El mercado de servicios para la construcción comienza a experimentar nuevas dinámicas en Chile. En medio de la reactivación gradual de proyectos habitacionales, obras de infraestructura y remodelaciones, el arriendo de maquinaria y herramientas se posiciona como una alternativa cada vez más utilizada por empresas y trabajadores independientes.

La tendencia, consolidada en economías como Brasil y Estados Unidos, se basa en un principio simple: acceder a equipamiento profesional sin necesidad de asumir los altos costos asociados a su compra, mantención o almacenamiento.

En este escenario, la expansión regional de la empresa brasileña Casa del Constructor busca instalar en Chile un modelo de crecimiento basado en franquicias, fórmula que podría dinamizar el mercado de servicios para la construcción y abrir nuevas oportunidades de inversión.

Especialistas del sector señalan que el arriendo de equipos se ha transformado en una solución eficiente para constructoras, contratistas y maestros independientes que requieren maquinaria de manera temporal.

El modelo permite utilizar herramientas profesionales durante el período exacto en que se necesitan, reduciendo costos operativos y evitando inversiones de alto valor en equipamiento que no siempre se utiliza de forma permanente.

Este sistema también se vincula con una tendencia global hacia modelos de uso compartido de activos, que buscan optimizar recursos dentro de industrias intensivas en maquinaria.

El formato de franquicia aparece como uno de los mecanismos para ampliar la cobertura de este tipo de servicios en distintas ciudades del país.
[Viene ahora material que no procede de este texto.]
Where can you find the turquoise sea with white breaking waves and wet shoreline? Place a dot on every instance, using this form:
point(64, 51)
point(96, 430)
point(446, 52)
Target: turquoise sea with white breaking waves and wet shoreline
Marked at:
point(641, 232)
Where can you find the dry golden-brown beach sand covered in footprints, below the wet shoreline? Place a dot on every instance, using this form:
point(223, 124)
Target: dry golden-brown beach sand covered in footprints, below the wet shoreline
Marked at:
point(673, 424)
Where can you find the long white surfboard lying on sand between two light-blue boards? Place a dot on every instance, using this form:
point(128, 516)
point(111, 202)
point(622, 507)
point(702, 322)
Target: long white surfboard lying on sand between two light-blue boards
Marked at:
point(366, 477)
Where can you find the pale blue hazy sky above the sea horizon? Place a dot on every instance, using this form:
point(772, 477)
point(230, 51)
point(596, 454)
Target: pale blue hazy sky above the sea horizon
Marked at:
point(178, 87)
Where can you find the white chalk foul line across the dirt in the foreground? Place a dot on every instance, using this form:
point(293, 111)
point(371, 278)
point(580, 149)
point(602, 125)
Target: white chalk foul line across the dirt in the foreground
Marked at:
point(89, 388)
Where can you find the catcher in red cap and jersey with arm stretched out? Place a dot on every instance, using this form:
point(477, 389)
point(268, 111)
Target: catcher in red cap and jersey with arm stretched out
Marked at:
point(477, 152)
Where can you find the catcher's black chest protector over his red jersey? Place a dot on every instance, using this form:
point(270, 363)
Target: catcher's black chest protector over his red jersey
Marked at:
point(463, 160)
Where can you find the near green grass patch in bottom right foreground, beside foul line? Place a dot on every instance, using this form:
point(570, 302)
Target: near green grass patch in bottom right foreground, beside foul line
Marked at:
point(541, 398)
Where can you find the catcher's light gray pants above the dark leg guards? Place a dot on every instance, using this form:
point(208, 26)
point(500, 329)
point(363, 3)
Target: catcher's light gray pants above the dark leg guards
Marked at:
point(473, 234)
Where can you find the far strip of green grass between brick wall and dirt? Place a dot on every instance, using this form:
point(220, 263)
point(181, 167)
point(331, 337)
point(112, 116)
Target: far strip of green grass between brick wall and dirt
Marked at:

El modelo contempla la instalación de unidades de arriendo operadas por inversionistas locales, quienes replican la estructura de negocio bajo una marca consolidada y con apoyo en capacitación, gestión y logística.

En estos centros de servicio se ofrecen herramientas utilizadas en obras de construcción, remodelación y mantenimiento, entre ellas mezcladoras, compactadoras, generadores eléctricos, equipos de corte y maquinaria ligera.

Analistas del rubro indican que el crecimiento de este tipo de servicios está directamente relacionado con el desarrollo urbano y la actividad constructiva.

Además de atender a empresas constructoras, estos negocios también apuntan a profesionales independientes y pequeñas empresas que requieren equipamiento especializado para proyectos específicos.

En ese contexto, la expansión de redes de arriendo podría fortalecer el ecosistema de proveedores de la industria, facilitando el acceso a tecnología y equipamiento sin necesidad de grandes inversiones iniciales.

La incorporación de modelos de arriendo en la industria de la construcción refleja un proceso más amplio de modernización del sector en América Latina.

Con la llegada de nuevos actores internacionales y el desarrollo de franquicias vinculadas a servicios para obras, el mercado chileno comienza a integrarse a una tendencia regional en la que el acceso a maquinaria se basa cada vez más en soluciones flexibles y orientadas a la eficiencia productiva.